NaviMed-UMB

Local clinical-AI inference on consumer AMD GPUs. Polish LLM releases and an open benchmark method.

Clinical LLMs on hardware you own

NaviMed-UMB runs open-weight language models on a consumer dual AMD Radeon AI PRO R9700 workstation. It ships a benchmark suite, public model cards, and a documented method. Inference runs on-premise. No patient data leaves the building.
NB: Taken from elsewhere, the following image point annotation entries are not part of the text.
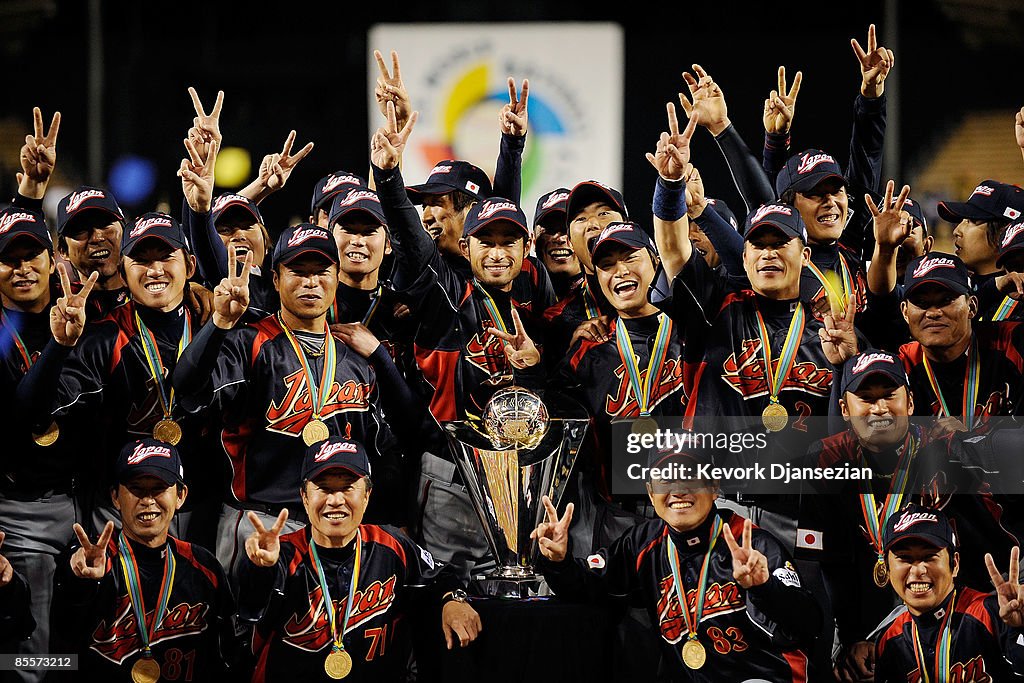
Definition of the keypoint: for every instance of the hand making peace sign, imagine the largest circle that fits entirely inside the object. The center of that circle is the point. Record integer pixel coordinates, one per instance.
(519, 348)
(1009, 591)
(673, 151)
(513, 116)
(388, 142)
(553, 534)
(230, 297)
That privacy claim holds for on-premise inference with no external telemetry or API calls. Deployment hygiene is the operator's job. See Limitations.

Clinical safety boundary. NaviMed-UMB is a research and engineering platform for local inference and benchmarking. It is not validated for diagnosis, treatment, triage, or any patient-care decision. Model quality and clinical accuracy are out of scope here. They are evaluated separately in Layer 3. See Limitations.

The platform is Layer 1 of a three-layer design for on-premise medical AI. It is the layer that runs today.

If you read one thing.

  • Layer 1 is implemented and released (v0.4.0).
  • Layers 2 and 3 are scoped.
  • Public: ten model cards, one calibration dataset, the method, and the reproducibility stack.
  • Performance numbers are embargoed until publication.
  • No clinical-accuracy claim is made here.

The question

What does it take to run a privacy-sensitive clinical model on hardware a department can buy? Two consumer GPUs. On premise. No patient data leaves the building. This site answers the hardware half of that question. It releases the models it produced.

How it fits together

Clinical SmPC corpus (EMA, no PHI)
AWQ W4A16 calibration
Quantized model cards (HuggingFace)
Local serving: vLLM, ROCm, R9700
Benchmark harness
Engineering envelope (public)
Layer 2 retrieval and Layer 3 arena (scoped)

Hardware

AMD Ryzen 9 9950X3D. 2× GIGABYTE Radeon AI PRO R9700 32 GB (gfx1201, RDNA 4). 96 GB DDR5-6000. Kubuntu 24.04, kernel 6.17, ROCm 7.2.0, vLLM 0.19.0.

Releases (v0.4.0)

Three layers

Each layer is a separate contribution. This site documents Layer 1.

L1 · Workstation

The hardware envelope, the benchmark platform, and the AWQ releases. Released as v0.4.0.

L2 · Retrieval

A clinical retrieval layer over the Polish SmPC corpus. Hybrid retrieval, not a single vector store. In scoping.

L3 · Arena

A model-quality evaluation method, kept separate from the throughput work. In scoping.

Scope

The benchmark measures throughput, latency, thermal envelope, and power under concurrent load. It does not measure model quality, reasoning, or clinical accuracy. A confidently wrong model runs as fast as a correct one. The benchmark cannot tell them apart. Quality belongs to the L3 Arena and to clinical validation. Not here.

Public now vs held back

Public nowHeld until the papers
Model cardsThroughput scaling
Calibration corpusLatency distributions
Hardware envelopeEnergy per token
Reproducibility stackCross-model comparisons
MethodologyPaper-bound figures

What this site holds back. Performance numbers stay private until the papers are published. Throughput, latency distributions, energy per token, and cross-model comparisons are not here. The engineering side is: hardware limits, the method, the model cards, and how to reproduce them.